A holiday today, well kind of.  Cov and Elizabeth are off today and we are taking the afternoon off but only after a morning of irrigating, flower cutting, mowing, tilling and a few other regular jobs.  Then later on we will head over to my sisters house for a little grilled food, adult beverages and cut throat croquet.  Our contribution to the meal is of course produce, especially the tomatoes.  This is the first full week of the big tomato harvest as we have picked at least a few of every single variety for this year, twenty in all.  So we will arrive with a large platter, the colors of the tomato rainbow- reds of Big Beef and Early Picks; yellows of Orange Blossom, Kellogg’s Breakfast, Nebraska Wedding, Azoychka and Sun Golds; the pink of German Johnson and the yellow and red stripes and swirls of Striped Germans; dark deep red of Cherokee Purple playing off the bright greens of Aunt Ruby’s, Green Giant and Green Zebras.  The juices of the sweet and fruity ones mixing with the higher acid kinds.

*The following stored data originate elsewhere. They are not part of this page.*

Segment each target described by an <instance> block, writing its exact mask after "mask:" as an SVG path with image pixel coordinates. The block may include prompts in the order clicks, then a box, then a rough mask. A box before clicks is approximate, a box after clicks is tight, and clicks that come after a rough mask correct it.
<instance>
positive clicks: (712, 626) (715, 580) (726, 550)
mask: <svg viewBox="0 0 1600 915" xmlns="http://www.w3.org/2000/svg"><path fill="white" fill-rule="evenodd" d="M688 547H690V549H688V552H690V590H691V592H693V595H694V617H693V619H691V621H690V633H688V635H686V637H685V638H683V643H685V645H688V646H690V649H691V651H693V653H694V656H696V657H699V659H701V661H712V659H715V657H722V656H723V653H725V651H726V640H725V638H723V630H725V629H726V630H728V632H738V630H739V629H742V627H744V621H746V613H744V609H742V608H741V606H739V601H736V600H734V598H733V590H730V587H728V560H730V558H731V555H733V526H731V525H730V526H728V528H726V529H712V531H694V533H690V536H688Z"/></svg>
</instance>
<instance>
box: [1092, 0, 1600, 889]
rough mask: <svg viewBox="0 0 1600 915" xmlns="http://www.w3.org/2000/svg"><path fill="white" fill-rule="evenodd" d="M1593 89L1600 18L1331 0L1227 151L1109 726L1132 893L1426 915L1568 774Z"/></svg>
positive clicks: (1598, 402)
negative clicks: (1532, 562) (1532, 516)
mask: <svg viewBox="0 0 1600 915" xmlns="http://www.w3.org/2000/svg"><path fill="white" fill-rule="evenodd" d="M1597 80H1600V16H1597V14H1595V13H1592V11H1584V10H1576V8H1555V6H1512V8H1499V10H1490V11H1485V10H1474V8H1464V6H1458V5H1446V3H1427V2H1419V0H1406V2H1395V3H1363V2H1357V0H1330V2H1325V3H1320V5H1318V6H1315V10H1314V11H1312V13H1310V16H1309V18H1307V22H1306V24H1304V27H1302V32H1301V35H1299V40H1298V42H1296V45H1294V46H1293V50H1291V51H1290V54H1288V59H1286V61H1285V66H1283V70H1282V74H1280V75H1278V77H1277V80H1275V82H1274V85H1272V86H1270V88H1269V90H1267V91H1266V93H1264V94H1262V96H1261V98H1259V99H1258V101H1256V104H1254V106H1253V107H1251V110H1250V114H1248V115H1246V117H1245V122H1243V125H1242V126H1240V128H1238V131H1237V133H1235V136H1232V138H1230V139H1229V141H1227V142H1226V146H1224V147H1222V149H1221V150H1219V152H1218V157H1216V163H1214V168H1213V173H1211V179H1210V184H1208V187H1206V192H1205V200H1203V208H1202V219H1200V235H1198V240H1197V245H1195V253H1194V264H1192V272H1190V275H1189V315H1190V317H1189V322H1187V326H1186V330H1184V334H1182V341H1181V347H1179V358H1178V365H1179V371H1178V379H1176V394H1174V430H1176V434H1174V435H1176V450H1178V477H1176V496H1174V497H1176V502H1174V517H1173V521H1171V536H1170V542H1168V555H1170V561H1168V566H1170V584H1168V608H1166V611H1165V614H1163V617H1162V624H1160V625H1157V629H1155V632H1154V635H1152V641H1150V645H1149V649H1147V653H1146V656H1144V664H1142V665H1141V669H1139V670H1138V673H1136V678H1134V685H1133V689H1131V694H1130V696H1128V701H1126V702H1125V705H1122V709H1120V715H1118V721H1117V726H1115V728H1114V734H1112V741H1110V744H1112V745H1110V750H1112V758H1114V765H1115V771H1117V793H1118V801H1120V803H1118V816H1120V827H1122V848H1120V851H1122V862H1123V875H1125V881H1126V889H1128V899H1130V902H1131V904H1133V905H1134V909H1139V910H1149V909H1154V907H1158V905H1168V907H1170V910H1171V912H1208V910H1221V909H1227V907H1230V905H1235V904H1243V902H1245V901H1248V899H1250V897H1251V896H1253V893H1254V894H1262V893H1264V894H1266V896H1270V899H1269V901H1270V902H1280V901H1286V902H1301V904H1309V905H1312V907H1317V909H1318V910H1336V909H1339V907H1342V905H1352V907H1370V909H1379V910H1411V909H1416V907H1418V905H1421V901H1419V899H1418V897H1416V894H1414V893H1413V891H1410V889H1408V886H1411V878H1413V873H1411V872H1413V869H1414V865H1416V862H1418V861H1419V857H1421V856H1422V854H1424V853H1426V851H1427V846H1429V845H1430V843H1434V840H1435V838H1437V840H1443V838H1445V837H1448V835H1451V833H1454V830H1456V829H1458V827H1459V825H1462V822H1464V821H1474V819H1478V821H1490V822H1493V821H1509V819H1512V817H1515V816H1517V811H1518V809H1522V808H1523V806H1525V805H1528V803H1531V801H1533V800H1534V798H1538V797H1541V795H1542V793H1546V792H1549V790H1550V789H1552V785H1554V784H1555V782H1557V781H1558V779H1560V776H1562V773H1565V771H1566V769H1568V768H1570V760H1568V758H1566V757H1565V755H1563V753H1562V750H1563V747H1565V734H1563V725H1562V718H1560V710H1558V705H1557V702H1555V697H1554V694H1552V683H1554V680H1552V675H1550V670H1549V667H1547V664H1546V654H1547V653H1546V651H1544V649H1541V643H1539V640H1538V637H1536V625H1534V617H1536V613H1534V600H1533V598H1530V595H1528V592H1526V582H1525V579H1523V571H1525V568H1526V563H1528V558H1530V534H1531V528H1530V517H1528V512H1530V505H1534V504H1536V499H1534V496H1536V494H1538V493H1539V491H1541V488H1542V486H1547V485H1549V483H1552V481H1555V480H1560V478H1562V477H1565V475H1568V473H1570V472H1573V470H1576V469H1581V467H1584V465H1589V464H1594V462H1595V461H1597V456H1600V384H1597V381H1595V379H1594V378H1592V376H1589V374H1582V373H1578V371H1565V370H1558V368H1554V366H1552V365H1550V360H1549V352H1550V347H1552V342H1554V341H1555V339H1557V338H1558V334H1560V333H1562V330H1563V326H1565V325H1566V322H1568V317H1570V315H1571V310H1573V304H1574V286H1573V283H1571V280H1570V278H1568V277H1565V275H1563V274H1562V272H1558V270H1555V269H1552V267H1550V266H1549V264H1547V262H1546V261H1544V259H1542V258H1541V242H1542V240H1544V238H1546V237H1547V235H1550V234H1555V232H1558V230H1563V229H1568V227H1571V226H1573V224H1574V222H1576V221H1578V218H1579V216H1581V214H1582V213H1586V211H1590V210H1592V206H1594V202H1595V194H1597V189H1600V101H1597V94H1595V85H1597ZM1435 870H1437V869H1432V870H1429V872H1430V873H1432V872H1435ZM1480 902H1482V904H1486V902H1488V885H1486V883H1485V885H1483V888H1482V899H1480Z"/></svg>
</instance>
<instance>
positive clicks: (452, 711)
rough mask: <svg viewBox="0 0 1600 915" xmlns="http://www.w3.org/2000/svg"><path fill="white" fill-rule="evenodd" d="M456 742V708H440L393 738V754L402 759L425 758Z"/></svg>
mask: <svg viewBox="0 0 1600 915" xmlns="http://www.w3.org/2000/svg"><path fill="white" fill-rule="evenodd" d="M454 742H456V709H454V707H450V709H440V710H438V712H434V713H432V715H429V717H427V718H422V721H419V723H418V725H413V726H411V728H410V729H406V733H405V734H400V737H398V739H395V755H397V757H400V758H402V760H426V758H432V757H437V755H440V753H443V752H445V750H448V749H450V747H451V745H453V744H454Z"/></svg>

This is the great reward after months of careful tending.  It is always fun to introduce the new staff to the different varieties and their nuances of flavor and ripening habits.  Every Monday and Thursday we spend the mornings picking the 1600 feet of row.  Everyone becomes a specialist in certain varieties.  Cov is in charge of reds, learning to not pick them too green as they take forever to get fully ripe and can hang on the plants longer than all the others.  Only unblemished Italian sauce tomatoes are put in the box, no “freaks” with them.  The German Johnsons are much more tender so he has to change gears when he gets to them.  Elizabeth is the Cherokee Purple queen, fully 500 feet of row to pick and sort, they have the most difficult stems to remove with out damaging the fruit and sometimes one must resort to using needle nosed pliers to pull them off.  She is also responsible for the Orange Blossoms and if she gets done with the purples quickly helps me with the three other yellow kinds.  I start with the monster Striped Germans, so large that it takes two hands to pick them, carefully extracting them from between the vines and the trellis wires trying to not scar them.  I then move to the green-when-ripes, interpreting if it still green or if it has just enough golden cast to it to be picked.  The Sun Gold cherries are a shared job by who ever gets done first.

Bucket after bucket is brought to the back of the truck where each fruit is inspected and wiped with a cloth, sorted into three boxes by color and quality or set aside in the “have to eat today pile”.  The knife comes out as we get the first of the new varieties and slices are sampled between cleaning tomatoes.  Surprise at a high acid yellow tomato, amazement at the beauty of the interior of the bi-colored ones with red swirls through the fruity flavored yellow flesh, the reassuring solid full flavor of a Cherokee Purple, popping Sun Golds as one walks by the row that has them.  Finally finished we slowly drive the load down to the packing shed and the air conditioning to keep them from ripening too fast.  Stacks of boxes by variety and ripeness are built, long rows that run around the room.  Finally bags are filled with the “have to eat today” fruit and the staff heads home, stained a sticky green from rubbing up against the tomato foliage, talking about tomato sandwiches, salsa and gazpacho for lunch and dinner.  Life is good.